More on Water and Scarcity

Earlier, I posted a story about the increasing tension in water markets, especially in more arid regions.  I think it is safe to say that water allocation decisions will become a much more important policy topic in the years to come.

On his New York Times blog titled "Economix," David Leonhardt posted (May 3, 2011) an interview with Charles Fishman about how we have treated water allocation in the past and, more importantly, the implications of those policies on usage patterns today and going forward.

http://goo.gl/UnEPt

The interview is quite revealing.  Currently, the average U.S. homeowner pays a monthly water bill of $34 and uses about 300 gallons of fresh water per day. That amounts to a price of about $.004 (4 tenths of a cent) per gallon.  As the column indicates, that is "free" water when compared to the $7.70 per gallon you pay when you buy a bottle of water at the Kwik-E-Mart.
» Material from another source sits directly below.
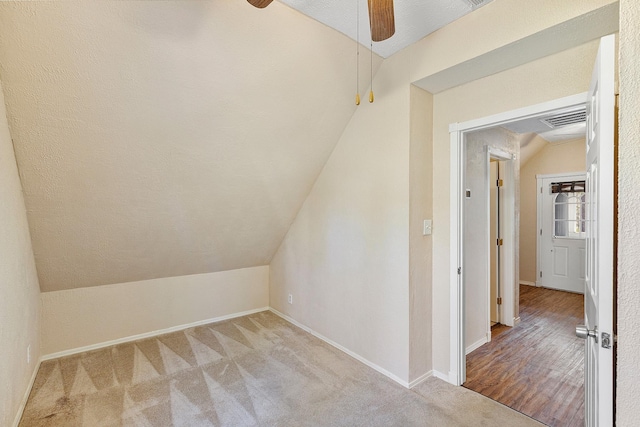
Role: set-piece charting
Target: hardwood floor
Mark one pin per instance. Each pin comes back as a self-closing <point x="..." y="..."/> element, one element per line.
<point x="536" y="367"/>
Economic theory tells us that when something is under-priced, it will be inefficiently over-used.  To quote from the Leonhardt column:
"Free water — water so cheap you never think about cost when making water use decisions — is a silent disaster. When something is free, the message is: It’s unlimited.
Free water leads to constant waste and misallocation. Farmers and factory managers, hotels and gardeners never consider how much water they are using, and whether they are using it smartly — because the water bill itself sends no signal to be careful. (Half the water used by farmers worldwide is wasted.) There’s no incentive for efficiency."